In this paper, we seek to coordinate the activities of two types of service providers: (1) emergency responders who provide essential services and (2) repair crews who install arcs over a finite time horizon. We formulate the problem as a location and scheduling model, where emergency responders are located on a network. These facilities can be re-located over a time horizon while network components (arcs) are installed (the scheduling component). The results shed light on how to prioritize the restoration of damaged road infrastructure to assist in providing emergency aid after a disaster. The solutions indicate how to coordinate the recovery of road infrastructure by taking into account emergency service efforts, which is crucial to save more lives and improve resilience.

I had the pleasure of serving on a National Academies committee the past two years. Our report entitled “Tying flood insurance to flood risk for low-lying structures in the floodplain” was just released [Link].

If you don’t know much about the National Academies, it is a private, independent, nonprofit institution that provides technical expertise to important societal problems (engineering, in my case). The National Academies committees like the one I participated in address a specific challenge and has a very specific charge. The committee is composed of a bunch of really smart people who work together to answer the questions posed in the charge. FEMA provided the charge for my committee.

The specific charge is below, but a bit of background is necessary to know why the problem is so important and was it had to be addressed now. Recently, I blogged about floods and their huge impact on society [Link]. After a series of hurricanes that caused extensive flood damage to properties, the National Flood Insurance Program (NFIP) was created (in 1968) to reduce the risk of flood and mitigate flood damage by encouraging better flood management and building practices. The idea was that homeowners in flood-prone areas (“Special Flood Hazard Areas” – areas with an annual chance of flooding of 1% or more) would have to pay for flood insurance to help pay for the cost of disasters. Today, most homeowners in Special Flood Hazard Areas pay the going rate based on an elaborate formula set by FEMA. There are currently about 5.5 million flood insurance policies.
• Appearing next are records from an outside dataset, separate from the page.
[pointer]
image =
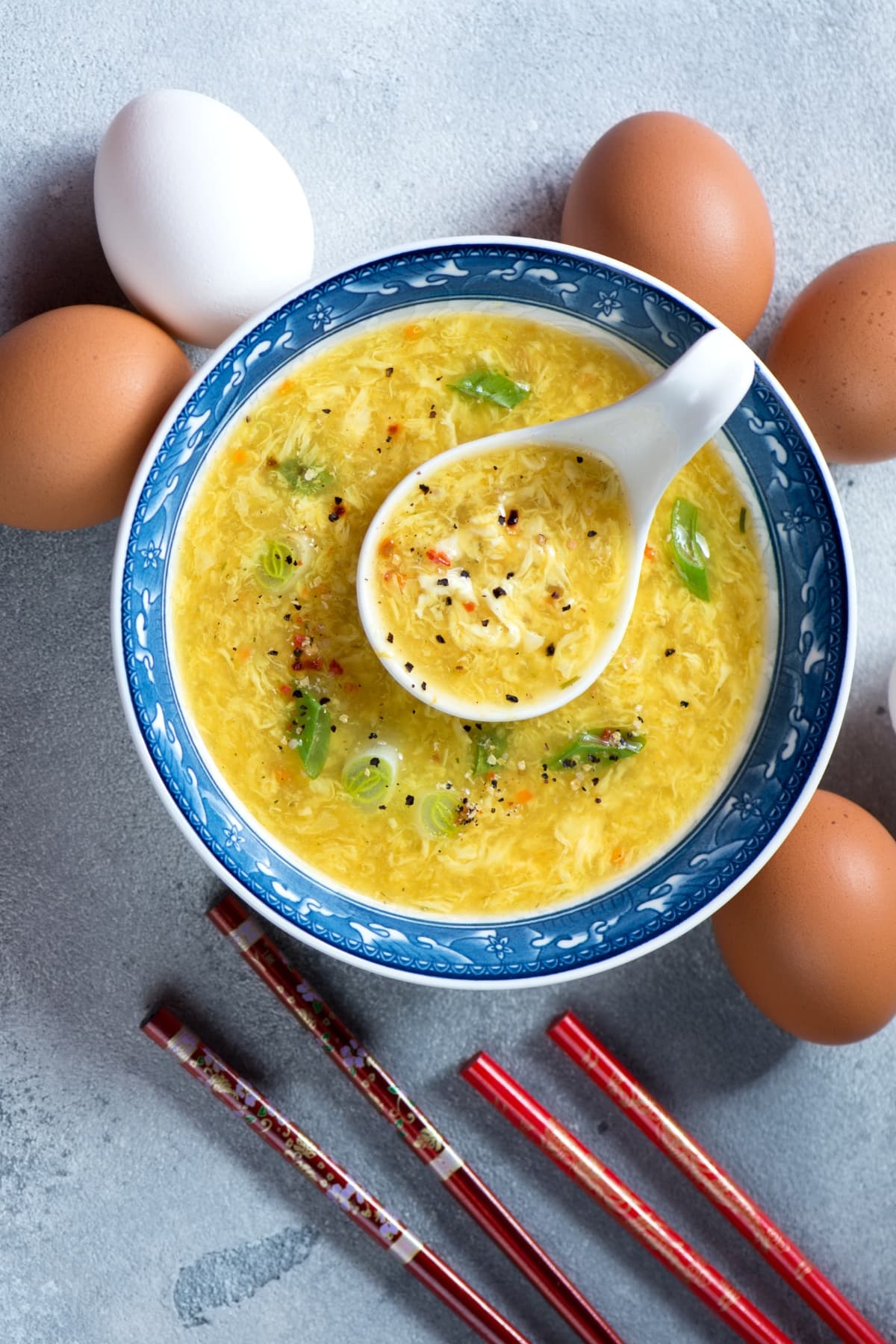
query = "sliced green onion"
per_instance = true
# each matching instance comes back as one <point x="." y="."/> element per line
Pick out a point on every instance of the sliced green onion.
<point x="311" y="727"/>
<point x="274" y="567"/>
<point x="370" y="777"/>
<point x="305" y="477"/>
<point x="438" y="813"/>
<point x="593" y="745"/>
<point x="485" y="386"/>
<point x="687" y="551"/>
<point x="491" y="747"/>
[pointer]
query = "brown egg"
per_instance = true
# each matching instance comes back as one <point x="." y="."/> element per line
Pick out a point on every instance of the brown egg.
<point x="81" y="391"/>
<point x="671" y="196"/>
<point x="836" y="355"/>
<point x="812" y="940"/>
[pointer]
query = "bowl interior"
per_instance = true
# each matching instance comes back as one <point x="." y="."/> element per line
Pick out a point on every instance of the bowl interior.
<point x="793" y="729"/>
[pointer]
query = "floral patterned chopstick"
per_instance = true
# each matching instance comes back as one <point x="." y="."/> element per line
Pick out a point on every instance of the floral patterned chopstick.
<point x="305" y="1004"/>
<point x="711" y="1180"/>
<point x="312" y="1162"/>
<point x="605" y="1187"/>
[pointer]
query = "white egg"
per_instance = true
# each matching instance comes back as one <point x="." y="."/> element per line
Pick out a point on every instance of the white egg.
<point x="202" y="221"/>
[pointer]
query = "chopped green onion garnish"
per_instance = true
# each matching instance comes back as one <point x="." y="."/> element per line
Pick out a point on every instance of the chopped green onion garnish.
<point x="485" y="386"/>
<point x="491" y="747"/>
<point x="593" y="745"/>
<point x="438" y="813"/>
<point x="370" y="777"/>
<point x="687" y="554"/>
<point x="311" y="727"/>
<point x="274" y="566"/>
<point x="304" y="477"/>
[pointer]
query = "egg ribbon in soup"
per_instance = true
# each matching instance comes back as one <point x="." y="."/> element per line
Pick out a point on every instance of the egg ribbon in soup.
<point x="364" y="784"/>
<point x="532" y="547"/>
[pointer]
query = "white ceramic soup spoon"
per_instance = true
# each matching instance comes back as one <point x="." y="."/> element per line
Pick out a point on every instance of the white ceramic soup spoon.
<point x="647" y="438"/>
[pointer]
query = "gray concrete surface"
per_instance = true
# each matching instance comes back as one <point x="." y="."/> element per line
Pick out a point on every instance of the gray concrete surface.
<point x="132" y="1211"/>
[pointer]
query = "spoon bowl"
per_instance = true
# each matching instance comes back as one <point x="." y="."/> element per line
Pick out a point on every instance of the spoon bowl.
<point x="645" y="438"/>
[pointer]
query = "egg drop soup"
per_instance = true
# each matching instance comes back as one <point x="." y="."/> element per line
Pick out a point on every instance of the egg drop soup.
<point x="361" y="781"/>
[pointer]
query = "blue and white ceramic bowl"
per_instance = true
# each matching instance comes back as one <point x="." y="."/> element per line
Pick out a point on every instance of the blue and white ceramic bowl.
<point x="810" y="645"/>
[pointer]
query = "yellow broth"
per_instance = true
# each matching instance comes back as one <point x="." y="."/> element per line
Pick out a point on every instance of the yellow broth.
<point x="264" y="611"/>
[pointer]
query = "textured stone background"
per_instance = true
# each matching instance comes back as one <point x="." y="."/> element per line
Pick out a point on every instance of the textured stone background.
<point x="132" y="1210"/>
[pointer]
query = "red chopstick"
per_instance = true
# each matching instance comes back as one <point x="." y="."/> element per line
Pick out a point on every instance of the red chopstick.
<point x="711" y="1180"/>
<point x="408" y="1121"/>
<point x="312" y="1162"/>
<point x="563" y="1148"/>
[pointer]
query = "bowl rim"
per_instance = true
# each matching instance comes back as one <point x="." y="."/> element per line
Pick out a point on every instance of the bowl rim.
<point x="485" y="981"/>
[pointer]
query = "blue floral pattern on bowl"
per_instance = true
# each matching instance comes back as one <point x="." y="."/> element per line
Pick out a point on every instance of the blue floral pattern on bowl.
<point x="781" y="764"/>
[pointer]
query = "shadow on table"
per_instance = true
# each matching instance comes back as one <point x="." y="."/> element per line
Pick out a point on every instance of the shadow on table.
<point x="55" y="235"/>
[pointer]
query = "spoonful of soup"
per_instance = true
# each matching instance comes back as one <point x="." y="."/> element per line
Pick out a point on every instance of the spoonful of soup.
<point x="496" y="581"/>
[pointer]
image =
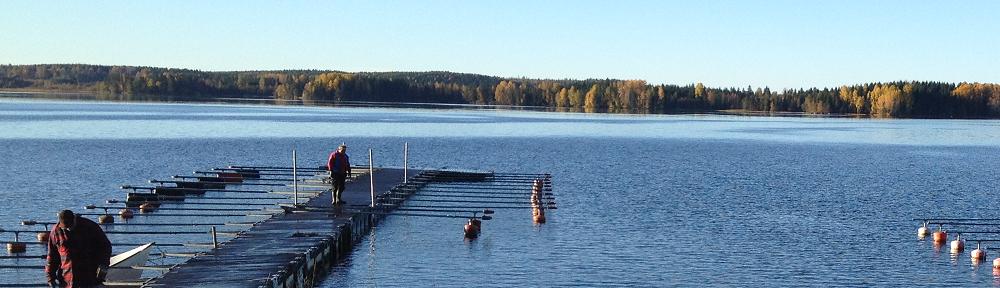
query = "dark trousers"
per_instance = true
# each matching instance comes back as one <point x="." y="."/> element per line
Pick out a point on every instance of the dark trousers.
<point x="338" y="185"/>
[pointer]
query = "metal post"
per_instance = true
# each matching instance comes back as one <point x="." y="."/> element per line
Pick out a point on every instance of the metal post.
<point x="295" y="180"/>
<point x="215" y="239"/>
<point x="406" y="156"/>
<point x="371" y="175"/>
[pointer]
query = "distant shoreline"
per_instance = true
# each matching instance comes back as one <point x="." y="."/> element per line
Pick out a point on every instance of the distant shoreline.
<point x="81" y="95"/>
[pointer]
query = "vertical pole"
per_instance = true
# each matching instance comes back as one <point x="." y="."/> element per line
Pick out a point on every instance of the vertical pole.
<point x="215" y="239"/>
<point x="371" y="175"/>
<point x="295" y="180"/>
<point x="406" y="157"/>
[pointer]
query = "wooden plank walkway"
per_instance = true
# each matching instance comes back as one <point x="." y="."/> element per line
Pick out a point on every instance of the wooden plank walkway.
<point x="278" y="243"/>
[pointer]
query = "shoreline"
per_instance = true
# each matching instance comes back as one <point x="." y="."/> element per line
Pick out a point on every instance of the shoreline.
<point x="85" y="95"/>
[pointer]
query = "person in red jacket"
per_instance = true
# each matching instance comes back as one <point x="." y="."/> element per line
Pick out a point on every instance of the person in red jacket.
<point x="339" y="166"/>
<point x="79" y="252"/>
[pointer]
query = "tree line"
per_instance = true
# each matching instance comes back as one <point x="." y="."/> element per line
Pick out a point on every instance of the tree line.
<point x="890" y="99"/>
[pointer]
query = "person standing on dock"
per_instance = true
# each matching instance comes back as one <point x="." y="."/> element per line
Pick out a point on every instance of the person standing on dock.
<point x="79" y="252"/>
<point x="339" y="166"/>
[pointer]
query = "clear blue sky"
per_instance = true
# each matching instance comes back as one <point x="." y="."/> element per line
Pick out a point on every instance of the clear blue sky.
<point x="781" y="44"/>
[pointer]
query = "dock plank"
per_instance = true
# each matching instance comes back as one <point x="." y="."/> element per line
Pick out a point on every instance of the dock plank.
<point x="248" y="259"/>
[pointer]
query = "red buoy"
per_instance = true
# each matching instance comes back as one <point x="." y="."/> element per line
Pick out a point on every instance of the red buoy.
<point x="126" y="213"/>
<point x="472" y="228"/>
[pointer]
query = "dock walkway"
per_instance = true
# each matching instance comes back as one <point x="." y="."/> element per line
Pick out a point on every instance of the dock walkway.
<point x="288" y="250"/>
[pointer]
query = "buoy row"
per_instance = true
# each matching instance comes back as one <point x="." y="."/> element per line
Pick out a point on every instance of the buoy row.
<point x="940" y="237"/>
<point x="537" y="209"/>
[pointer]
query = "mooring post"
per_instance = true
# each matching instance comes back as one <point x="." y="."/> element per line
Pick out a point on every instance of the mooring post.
<point x="406" y="156"/>
<point x="295" y="180"/>
<point x="371" y="175"/>
<point x="215" y="239"/>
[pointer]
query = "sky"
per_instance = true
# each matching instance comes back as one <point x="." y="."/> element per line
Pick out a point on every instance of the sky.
<point x="776" y="44"/>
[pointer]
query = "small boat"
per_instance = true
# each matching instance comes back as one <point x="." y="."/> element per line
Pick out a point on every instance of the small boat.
<point x="121" y="264"/>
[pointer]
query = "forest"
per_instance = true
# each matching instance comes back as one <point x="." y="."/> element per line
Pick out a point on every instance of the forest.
<point x="901" y="99"/>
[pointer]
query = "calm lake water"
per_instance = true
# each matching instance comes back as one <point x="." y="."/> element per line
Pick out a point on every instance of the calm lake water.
<point x="647" y="200"/>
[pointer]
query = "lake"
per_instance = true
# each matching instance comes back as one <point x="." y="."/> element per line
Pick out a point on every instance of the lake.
<point x="644" y="200"/>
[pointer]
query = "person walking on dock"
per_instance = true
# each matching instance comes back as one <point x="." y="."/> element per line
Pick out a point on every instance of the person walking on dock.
<point x="339" y="166"/>
<point x="79" y="252"/>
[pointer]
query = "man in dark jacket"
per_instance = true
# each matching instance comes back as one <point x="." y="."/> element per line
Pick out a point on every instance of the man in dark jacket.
<point x="79" y="252"/>
<point x="339" y="166"/>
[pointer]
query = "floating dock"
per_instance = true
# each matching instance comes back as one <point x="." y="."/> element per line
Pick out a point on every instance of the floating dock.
<point x="298" y="244"/>
<point x="289" y="250"/>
Those houses that already existed in a Special Flood Hazard Area in 1968 could be grandfathered into the program and receive subsidized rates. Over time, the hope was that these existing houses in Special Flood Hazard Areas would be replaced, thus reducing exposure in flood-prone areas. But they were not. They continue to exist and are expensive for FEMA when disasters strike. This is a huge problem. FEMA’s insurance premium formula as well as risk-based actuarial rates are incredibly sensitive to the elevation of the home relative to base flood elevation. These homeowners may pay $200 for a flood insurance premium per year when a risk-based actuarial rate may thousands of dollars. These houses are negatively elevated, meaning that they are below base flood elevation and flood frequently. There are a lot of these structures out there and they are costly to FEMA.
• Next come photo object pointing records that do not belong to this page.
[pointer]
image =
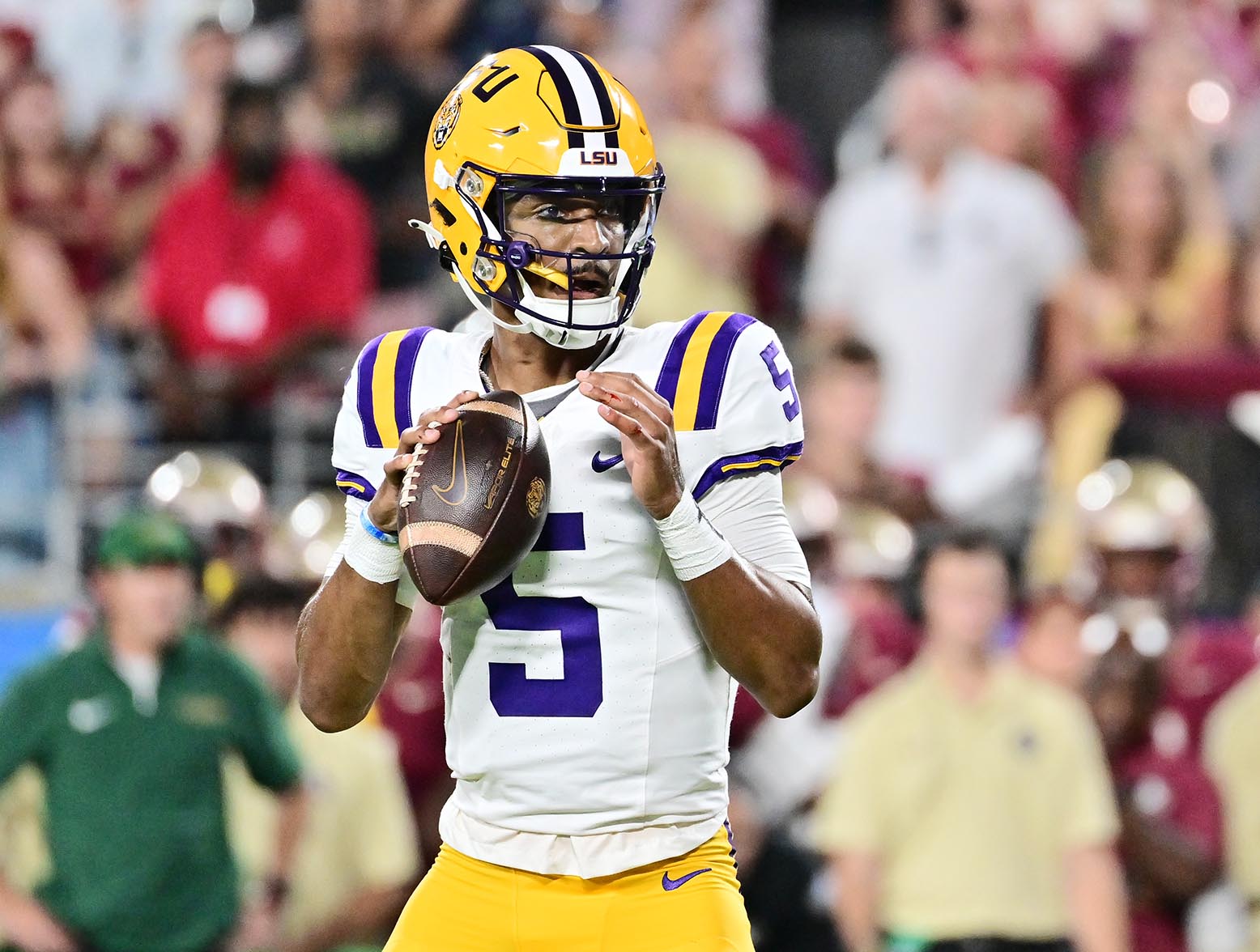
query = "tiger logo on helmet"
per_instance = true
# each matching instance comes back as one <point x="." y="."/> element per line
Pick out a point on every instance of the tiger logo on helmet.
<point x="541" y="121"/>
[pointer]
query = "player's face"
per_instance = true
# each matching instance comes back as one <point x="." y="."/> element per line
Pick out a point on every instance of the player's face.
<point x="964" y="598"/>
<point x="1121" y="694"/>
<point x="1138" y="575"/>
<point x="266" y="641"/>
<point x="573" y="224"/>
<point x="845" y="401"/>
<point x="145" y="605"/>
The Biggert-Waters (BW) Flood Insurance Reform Act of 2012 required these subsidized policies to disappear overnight, turning this important problem into an immediate problem. Subsequent legislation changed some of this, but the bottom line was that subsidized rates would rise, substantially for some. FEMA wanted a review of how they set their rates to be credible, fair, and transparent. That is where the committee came in.

Here is our study charge set by FEMA. In our conversations with FEMA actuaries, FEMA asked for shorter-term (within 5 years) and longer-term recommendations for improving their methods. FEMA asked us to look at how premiums are set and how the process could be improved. We focused on the math; another committee addressed the societal impact of the changes.

Study Charge
An ad hoc committee will conduct a study of pricing negatively elevated structures in the National
Flood Insurance Program. Specifically, the committee will:

1. Review current NFIP methods for calculating risk-based premiums for negatively elevated structures, including risk analysis, flood maps, and engineering data.
2. Evaluate alternative approaches for calculating “full risk-based premiums” for negatively elevated structures, considering current actuarial principles and standards.
3. Discuss engineering, hydrologic, and property assessment data and analytical needs associated with fully implementing full risk-based premiums for negatively elevated structures.
4. Discuss approaches for keeping these engineering, hydrologic, or property assessment dataupdated to maintain full risk-based rates for negatively elevated structures.
5. Discuss feasibility, implementation, and cost of underwriting risk-based premiums for negatively elevated structures, including a comparison of factors used to set risk-based premiums.

We constructed ten conclusions:

1. Careful representation of frequent floods in the NFIP water surface elevation–probability functions (PELV curves) is important for assessing losses for negatively elevated structures.
2. Averaging the average annual loss over a large set of PELV curves leads to rate classes that encompass high variability in flood hazard for negatively elevated structures, and thus the premiums charged are too high for some policyholders and too low for
   others.
3. NFIP claims data for a given depth of flooding are highly variable, suggesting that inundation depth is not the only driver of damage to structures or that the quality of the economic damage and inundation depth reports that support the insurance claims is poor.
4. When the sample of claims data is small, the NFIP credibility weighting scheme assumes that U.S. Army Corps of Engineers damage estimates are better than NFIP claims data, which has not been proven.
5. Levees may reduce the flood risk for negatively elevated structures, even if they do not meet NFIP standards for protection against the 1 percent annual chance exceedance flood.
6. When risk-based rates for negatively elevated structures are implemented, premiums are likely to be higher than they are today, creating perverse incentives for policyholders to purchase too little or no insurance. As a result, the concept of recovering loss through pooling premiums breaks down, and the NFIP may not collect enough premiums to cover losses and underinsured policyholders may have inadequate financial protection.
7. Adjustments in deductible discounts could help reduce the high risk-based premiums expected for negatively elevated structures.
8. Modern technologies, including analysis tools and improved data collection and management capabilities, enable the development and use of comprehensive risk assessment methods, which could improve NFIP estimates of flood loss.
9. Risk-based rating for negatively elevated structures requires, at a minimum, structure elevation data, water surface elevations for frequent flood events, and new information on structure characteristics to support the assessment of structure damage and flood risk.
10. The lack of uniformity and control over the methods used to determine structure replacement cost values and the insufficient quality control of NFIP claims data undermine the accuracy of NFIP flood loss estimates and premium adjustments.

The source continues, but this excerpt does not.